Aunque no se sepa cuántas guerras más ha habido desde entonces, a día de hoy, existen 65 conflictos armados activos que involucran a más de 150 países.


Cuándo estalló la primera Gran Guerra, España se mantuvo neutral. De hecho, el periodista Domínguez Rodiño, corresponsal en el frente alemán por 'La Vanguardia', explicaba en una crónica publicada en febrero de 1915 qué significó ser español en medio de esa Europa en guerra: «En otros tiempos, no muy lejanos, por cierto, con un español se metía todo el mundo. Hoy no se mete nadie con un español. Al contrario, se nos mira con respeto y hasta con admiración. La idea de que, en medio de este desconcierto y locuras generales, nosotros no hemos perdido la cabeza, nos hace aparecer como seres superiores».


Pero esto no significó que los españoles no sufrieron las consecuencias de un conflicto de tales dimensiones. Currito Jiménez, hijo de un zapatero y una costurera de Madrid, viajó a Ypres en 1912 en busca de trabajo. En esta ciudad belga, a Currito no le costó nada encontrar trabajo, pero menos le costó enamorarse de Lilly Peeters, una joven belga de madre española que cantaba como los ángeles en un salón de fiestas de la ciudad. El entorno de Lilly acogió a Currito como uno más.


Dos años más tarde, en 1914, el infierno azotó la vida de Currito. Mientras él planeaba escuchar campanas de boda, las sirenas avisando de ataques aéreos se convirtieron durante muchos años en el despertador de Currito. Hasta que en 1917, sucedió lo peor que podía haber sucedido. Lilly no volvió a casa. Ella trabajaba en un campo a las afueras de la ciudad y el fuego cruzado entre gabachos y alemanes apagaron su melodiosa voz. La codicia de los líderes europeos por hacerse con cuatro terrenos que ellos llamaban colonias acabó con la vida de Lilly y con la ilusión de Currito.

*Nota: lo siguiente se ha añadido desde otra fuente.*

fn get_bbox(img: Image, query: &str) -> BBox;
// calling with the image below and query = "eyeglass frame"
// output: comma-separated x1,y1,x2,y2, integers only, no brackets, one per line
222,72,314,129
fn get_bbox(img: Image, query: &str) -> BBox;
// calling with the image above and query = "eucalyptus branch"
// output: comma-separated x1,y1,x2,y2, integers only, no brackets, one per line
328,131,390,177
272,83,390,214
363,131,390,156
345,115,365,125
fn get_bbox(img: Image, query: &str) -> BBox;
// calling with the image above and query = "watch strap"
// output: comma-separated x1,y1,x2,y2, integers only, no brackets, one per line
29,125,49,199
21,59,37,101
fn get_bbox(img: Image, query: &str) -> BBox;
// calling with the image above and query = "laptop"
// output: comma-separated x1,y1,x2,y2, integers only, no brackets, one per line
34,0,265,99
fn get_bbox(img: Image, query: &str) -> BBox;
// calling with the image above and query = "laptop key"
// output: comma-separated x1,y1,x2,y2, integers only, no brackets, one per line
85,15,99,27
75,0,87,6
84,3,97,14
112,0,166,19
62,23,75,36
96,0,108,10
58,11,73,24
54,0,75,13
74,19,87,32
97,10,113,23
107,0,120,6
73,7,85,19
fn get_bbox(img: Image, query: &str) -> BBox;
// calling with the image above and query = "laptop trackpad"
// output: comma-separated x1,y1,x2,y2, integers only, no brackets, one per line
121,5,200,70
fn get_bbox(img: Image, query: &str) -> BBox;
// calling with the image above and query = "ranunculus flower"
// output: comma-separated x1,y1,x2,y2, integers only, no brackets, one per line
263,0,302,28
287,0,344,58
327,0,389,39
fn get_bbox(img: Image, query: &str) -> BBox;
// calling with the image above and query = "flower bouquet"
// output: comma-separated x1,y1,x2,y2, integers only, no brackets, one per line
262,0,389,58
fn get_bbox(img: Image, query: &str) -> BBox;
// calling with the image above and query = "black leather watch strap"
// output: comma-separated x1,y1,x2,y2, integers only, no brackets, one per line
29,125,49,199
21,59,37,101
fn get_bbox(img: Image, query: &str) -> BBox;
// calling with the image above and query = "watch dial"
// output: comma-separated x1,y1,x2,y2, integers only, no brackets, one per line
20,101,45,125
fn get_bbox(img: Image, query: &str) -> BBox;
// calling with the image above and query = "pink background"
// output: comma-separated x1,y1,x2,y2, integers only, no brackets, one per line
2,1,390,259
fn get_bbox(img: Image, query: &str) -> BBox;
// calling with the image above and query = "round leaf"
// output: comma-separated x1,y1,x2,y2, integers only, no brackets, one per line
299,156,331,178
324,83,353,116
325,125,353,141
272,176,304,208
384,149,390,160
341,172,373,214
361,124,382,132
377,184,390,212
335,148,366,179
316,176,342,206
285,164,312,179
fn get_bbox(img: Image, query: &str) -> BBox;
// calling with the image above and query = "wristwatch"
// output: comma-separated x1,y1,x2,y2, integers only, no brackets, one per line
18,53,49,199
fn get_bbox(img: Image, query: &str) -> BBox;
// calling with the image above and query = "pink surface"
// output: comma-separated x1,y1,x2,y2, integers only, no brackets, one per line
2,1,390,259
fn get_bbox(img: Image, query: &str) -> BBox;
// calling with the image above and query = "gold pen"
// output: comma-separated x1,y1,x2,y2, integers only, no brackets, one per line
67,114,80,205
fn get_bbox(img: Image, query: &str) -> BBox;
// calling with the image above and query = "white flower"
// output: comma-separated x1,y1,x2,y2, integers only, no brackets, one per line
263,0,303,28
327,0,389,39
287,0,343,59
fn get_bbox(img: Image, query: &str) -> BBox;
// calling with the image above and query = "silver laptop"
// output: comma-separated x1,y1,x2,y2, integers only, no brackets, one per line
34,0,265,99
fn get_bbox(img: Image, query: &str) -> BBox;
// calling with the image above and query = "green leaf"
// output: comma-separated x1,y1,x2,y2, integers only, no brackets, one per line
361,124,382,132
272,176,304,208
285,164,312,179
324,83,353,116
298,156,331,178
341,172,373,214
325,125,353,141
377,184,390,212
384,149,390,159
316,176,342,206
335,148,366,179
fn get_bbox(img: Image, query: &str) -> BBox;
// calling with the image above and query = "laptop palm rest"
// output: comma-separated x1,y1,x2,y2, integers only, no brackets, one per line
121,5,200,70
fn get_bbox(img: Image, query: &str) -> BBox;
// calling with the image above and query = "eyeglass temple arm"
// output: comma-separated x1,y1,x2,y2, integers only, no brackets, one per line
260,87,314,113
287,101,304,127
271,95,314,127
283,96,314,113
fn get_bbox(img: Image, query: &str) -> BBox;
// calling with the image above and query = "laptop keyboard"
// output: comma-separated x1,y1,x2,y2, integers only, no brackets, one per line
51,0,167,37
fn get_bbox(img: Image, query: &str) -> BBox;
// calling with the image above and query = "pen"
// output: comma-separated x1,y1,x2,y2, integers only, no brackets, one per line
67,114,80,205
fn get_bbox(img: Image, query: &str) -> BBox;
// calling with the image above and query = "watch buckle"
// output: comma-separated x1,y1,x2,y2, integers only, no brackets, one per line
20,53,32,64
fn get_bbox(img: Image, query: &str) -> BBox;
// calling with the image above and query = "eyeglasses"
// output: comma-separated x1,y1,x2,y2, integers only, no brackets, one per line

Corría el verano de 1940. Ramón recogía la última tanda de tomates. Su padre le esperaba en el umbral de la huerta, impaciente por la tardanza del muchacho. Date prisa, le dijo su padre. Llegan siempre por esta hora, añadió. No era la primera vez que Ramón acompañaba a su padre en aquellas escapadas furtivas. Nunca les gustó robar, pero el hambre no conoce de moral. Pillaban lo que podían, siempre temerosos de que les echara la mano el propietario. Pero lo peor era el viaje de vuelta. Escapar de los ojos de los soldados invasores era la prioridad, pues más valía que no te cogieran fuera del toque de queda sin un permiso. El fuego cruzado es lo peor, solía recordar su padre. No hemos aprendido nada, repetía cada día. Aquella noche, la luna vislumbraba ligeramente el camino. Unos metros antes de llegar a su casa, observaron dos sombras en el camino. Ambas en silencio, un silencio de odio mutuo. Precisamente, el odio era lo que les había unido a ambos. No eran ni de unos ni de otros, simplemente dos hombres con cuentas pendientes, cuyo odio ya venía de lejos. La guerra les había dado la excusa. Un objeto metálico brillaba en la mano de una de las sombras. Ocurrió rápido. Segundos después, Ramón y su padre corrían agarrados de la mano, mientras los ojos del joven Ramón se volvían tan negros como aquellas dos sombras. Esta vez, por lo menos, Curro Jiménez no perdió a lo que más quería en el mundo.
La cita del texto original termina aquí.